Le film s’affirme comme un mélodrame assez classique (dans le sens noble du terme), qui ne dérape jamais dans le sentimentalisme et le larmoyant grâce à la pudeur et au sens de la retenue dont témoigne constamment, comme à son habitude, le réalisateur marseillais. Il est composé de scènes relativement courtes et tout en étant porté par une musique plutôt lyrique et habitée, Une Autre vie reflète un souci de sobriété (à l’image du jeu minimaliste, et très juste d’ailleurs, de JoeyStarr) et d’épure qui participe à son élégance, au même titre que la photographie raffinée de Laurent Desmet.
Le film prend une dimension légèrement hitchcockienne dans sa seconde partie, du fait de la tension amenée par le personnage de Dolorès, tandis que certaines scènes d’intimité entre Aurore (Jasmine Trinca) et Jean (JoeyStarr) font songer au cinéma de François Truffaut et plus particulièrement à La Femme d’à côté (influence que confirma Mouret au terme de la projection).
C’est peut-être le premier film de Mouret où s’invite une forme de cruauté, que l’on retrouvera plus tard dans le très réussi Mademoiselle de Joncquières. À sa vision, on songe en tout cas qu’il a été jugé bien durement à l’époque de sa sortie, et sans doute trop peu vu ; je crois d’ailleurs me souvenir avoir moi-même fait partie des sceptiques de l’époque, peut-être trop attaché que j’étais à la tonalité douce-amère des premiers films de Mouret, que je découvrais alors avec quelques années de retard. S’il n’est sans doute pas mon préféré de ses longs métrages, Une Autre vie mérite toutefois largement d’être découvert pour la précision et la délicatesse de sa mise en scène, pour la qualité de son interprétation, pour ce mélange de classicisme et de singularité et aussi pour son ambiguïté. Un ingrédient présent, de différentes manières, dans toute la filmographie du réalisateur et c’est tant mieux, car il manque cruellement à beaucoup de productions contemporaines.
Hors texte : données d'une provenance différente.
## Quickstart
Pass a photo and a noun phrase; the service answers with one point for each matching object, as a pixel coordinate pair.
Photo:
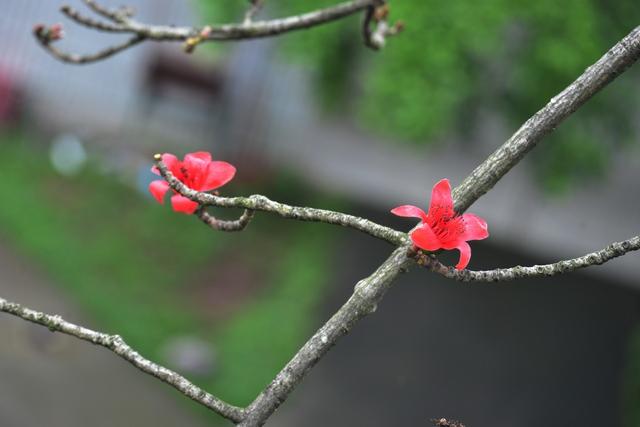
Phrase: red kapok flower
(442, 227)
(197, 172)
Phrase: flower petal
(182, 204)
(410, 211)
(217, 175)
(424, 238)
(475, 228)
(196, 165)
(441, 201)
(465, 255)
(158, 189)
(199, 155)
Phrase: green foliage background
(458, 57)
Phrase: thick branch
(612, 251)
(263, 204)
(119, 347)
(121, 21)
(370, 291)
(221, 225)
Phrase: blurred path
(53, 380)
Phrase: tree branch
(612, 251)
(117, 345)
(74, 58)
(221, 225)
(620, 57)
(263, 204)
(121, 21)
(369, 291)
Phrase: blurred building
(541, 352)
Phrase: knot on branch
(47, 34)
(443, 422)
(376, 27)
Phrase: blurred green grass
(133, 265)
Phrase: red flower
(441, 227)
(197, 172)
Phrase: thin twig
(117, 16)
(370, 290)
(261, 203)
(612, 251)
(75, 58)
(86, 21)
(254, 8)
(117, 345)
(222, 225)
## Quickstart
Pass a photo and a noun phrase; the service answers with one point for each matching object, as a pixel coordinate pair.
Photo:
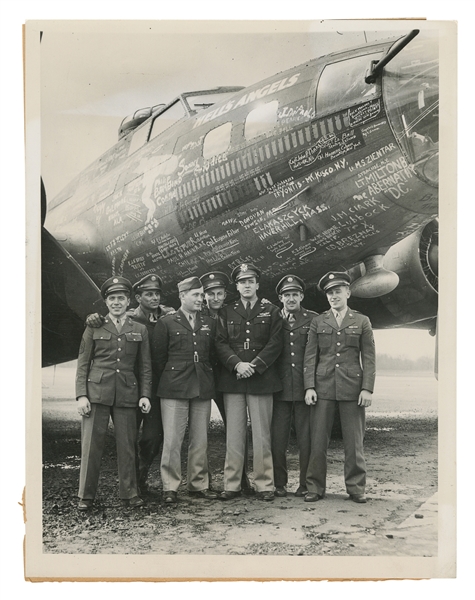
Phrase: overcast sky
(94, 74)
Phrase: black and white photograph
(238, 349)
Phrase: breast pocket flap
(100, 334)
(133, 337)
(95, 376)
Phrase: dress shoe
(85, 504)
(206, 494)
(313, 497)
(359, 498)
(135, 502)
(169, 497)
(229, 495)
(267, 496)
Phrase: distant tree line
(402, 363)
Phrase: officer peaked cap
(214, 279)
(149, 282)
(290, 282)
(191, 283)
(332, 279)
(245, 271)
(116, 284)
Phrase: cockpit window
(342, 84)
(139, 138)
(164, 120)
(411, 92)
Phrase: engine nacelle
(413, 303)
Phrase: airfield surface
(399, 519)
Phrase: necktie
(248, 308)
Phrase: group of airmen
(155, 372)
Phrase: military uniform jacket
(181, 356)
(114, 368)
(339, 363)
(257, 339)
(290, 362)
(138, 315)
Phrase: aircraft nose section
(79, 238)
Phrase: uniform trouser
(93, 437)
(175, 416)
(352, 419)
(151, 438)
(260, 413)
(281, 425)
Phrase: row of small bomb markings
(251, 358)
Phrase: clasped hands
(84, 406)
(244, 370)
(364, 399)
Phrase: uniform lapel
(286, 325)
(300, 318)
(256, 309)
(330, 319)
(128, 326)
(239, 308)
(349, 319)
(182, 319)
(109, 326)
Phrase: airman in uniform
(215, 286)
(339, 374)
(114, 376)
(147, 293)
(181, 348)
(248, 342)
(290, 402)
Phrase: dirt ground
(399, 519)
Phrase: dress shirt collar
(342, 313)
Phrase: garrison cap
(116, 284)
(245, 271)
(290, 282)
(332, 279)
(191, 283)
(149, 282)
(214, 279)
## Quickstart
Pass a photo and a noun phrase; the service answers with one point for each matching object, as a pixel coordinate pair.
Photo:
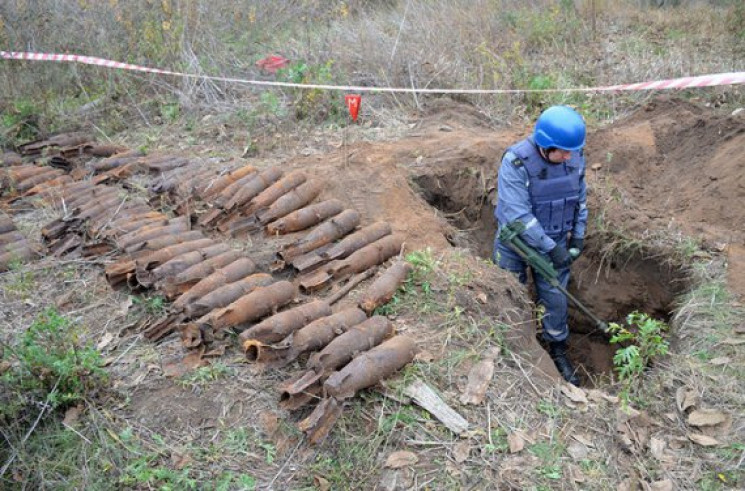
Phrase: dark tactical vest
(554, 188)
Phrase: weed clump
(642, 341)
(48, 364)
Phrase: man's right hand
(560, 257)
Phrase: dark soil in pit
(609, 288)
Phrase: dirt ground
(670, 168)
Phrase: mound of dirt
(677, 166)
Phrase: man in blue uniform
(542, 184)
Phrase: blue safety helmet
(560, 127)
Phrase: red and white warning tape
(675, 83)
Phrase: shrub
(642, 341)
(48, 364)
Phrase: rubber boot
(558, 352)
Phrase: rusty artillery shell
(314, 336)
(325, 233)
(188, 187)
(255, 305)
(47, 186)
(163, 241)
(319, 423)
(10, 257)
(369, 256)
(122, 223)
(10, 159)
(10, 237)
(293, 200)
(199, 271)
(183, 261)
(17, 174)
(371, 367)
(252, 188)
(118, 272)
(227, 294)
(358, 240)
(305, 217)
(35, 180)
(384, 287)
(273, 192)
(94, 209)
(165, 164)
(15, 247)
(74, 199)
(230, 191)
(105, 149)
(117, 160)
(147, 232)
(6, 224)
(155, 258)
(215, 186)
(169, 180)
(233, 272)
(56, 196)
(343, 348)
(281, 325)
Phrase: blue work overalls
(550, 199)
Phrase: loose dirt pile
(671, 168)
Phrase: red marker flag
(353, 104)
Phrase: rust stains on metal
(131, 240)
(314, 336)
(227, 294)
(215, 186)
(234, 271)
(370, 367)
(117, 160)
(318, 425)
(296, 198)
(273, 192)
(383, 288)
(186, 279)
(358, 240)
(253, 188)
(305, 217)
(255, 305)
(181, 262)
(357, 339)
(282, 324)
(368, 256)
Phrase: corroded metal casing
(227, 294)
(214, 187)
(232, 272)
(255, 305)
(357, 339)
(371, 255)
(358, 240)
(325, 233)
(291, 201)
(370, 367)
(252, 188)
(273, 192)
(305, 217)
(384, 287)
(282, 324)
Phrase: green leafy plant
(642, 340)
(49, 363)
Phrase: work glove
(560, 257)
(577, 243)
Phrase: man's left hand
(577, 243)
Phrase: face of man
(557, 156)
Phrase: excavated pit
(609, 288)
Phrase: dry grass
(440, 44)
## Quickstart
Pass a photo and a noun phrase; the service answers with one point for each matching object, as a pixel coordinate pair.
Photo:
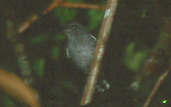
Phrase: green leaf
(134, 60)
(7, 102)
(55, 52)
(39, 39)
(96, 17)
(38, 67)
(60, 37)
(65, 14)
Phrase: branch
(99, 52)
(55, 4)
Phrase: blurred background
(137, 30)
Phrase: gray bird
(81, 45)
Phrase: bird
(80, 49)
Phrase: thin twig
(156, 87)
(99, 53)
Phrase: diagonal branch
(55, 4)
(99, 53)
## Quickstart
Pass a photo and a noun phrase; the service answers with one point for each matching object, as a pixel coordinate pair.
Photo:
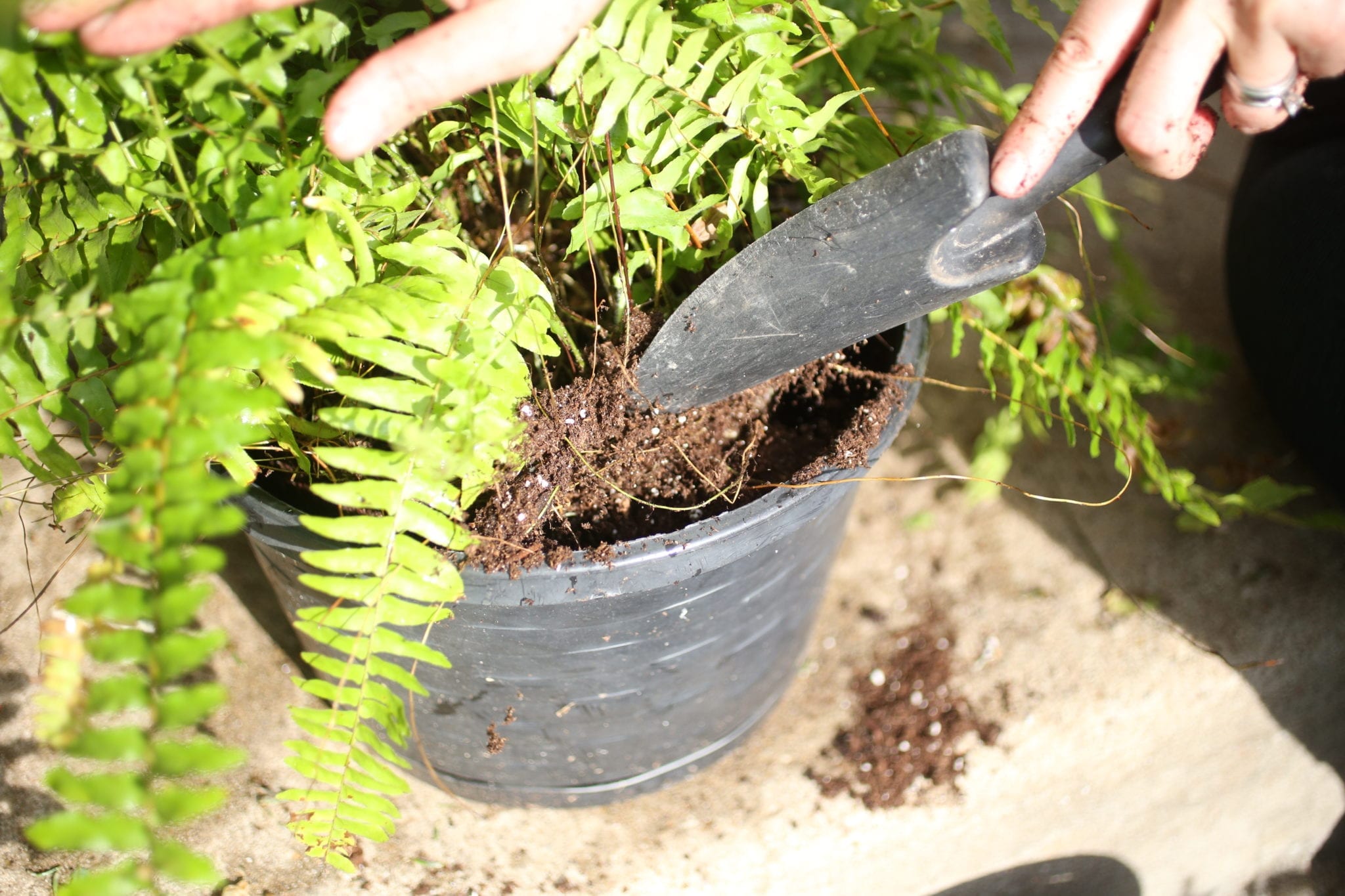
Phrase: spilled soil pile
(910, 726)
(599, 472)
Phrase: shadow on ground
(20, 805)
(1070, 876)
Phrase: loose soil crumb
(598, 471)
(494, 742)
(910, 727)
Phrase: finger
(152, 24)
(64, 15)
(467, 51)
(1258, 56)
(1093, 46)
(1160, 121)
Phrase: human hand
(1273, 46)
(482, 43)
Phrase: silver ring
(1286, 95)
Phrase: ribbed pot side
(622, 677)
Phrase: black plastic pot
(627, 676)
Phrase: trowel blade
(858, 263)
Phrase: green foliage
(192, 292)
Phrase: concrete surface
(1139, 754)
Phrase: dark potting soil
(910, 726)
(598, 472)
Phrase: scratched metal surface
(623, 677)
(861, 261)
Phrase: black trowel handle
(1091, 147)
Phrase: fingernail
(1007, 174)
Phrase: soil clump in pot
(598, 472)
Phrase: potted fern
(190, 284)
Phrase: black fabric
(1283, 264)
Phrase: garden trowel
(907, 240)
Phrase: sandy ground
(1141, 753)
À propos du prochain film d’Emmanuel Mouret
Invité par les critiques cinéma Marie Anne Guerin et Pierre Eugène à s’exprimer sur ses projets du moment, Emmanuel Mouret a évoqué son nouveau film, une comédie dramatique intitulée Les choses qu’on dit, les choses qu’on fait dont le tournage s’est achevé à l’automne dernier. Le casting, alléchant, est composé notamment de Vincent Macaigne (Tonnerre), Émilie Dequenne et Camélia Jordana (Le Brio) ; Jordana qui parlait d’ailleurs avec enthousiasme du film dans une interview donnée à La Provence, en octobre 2019.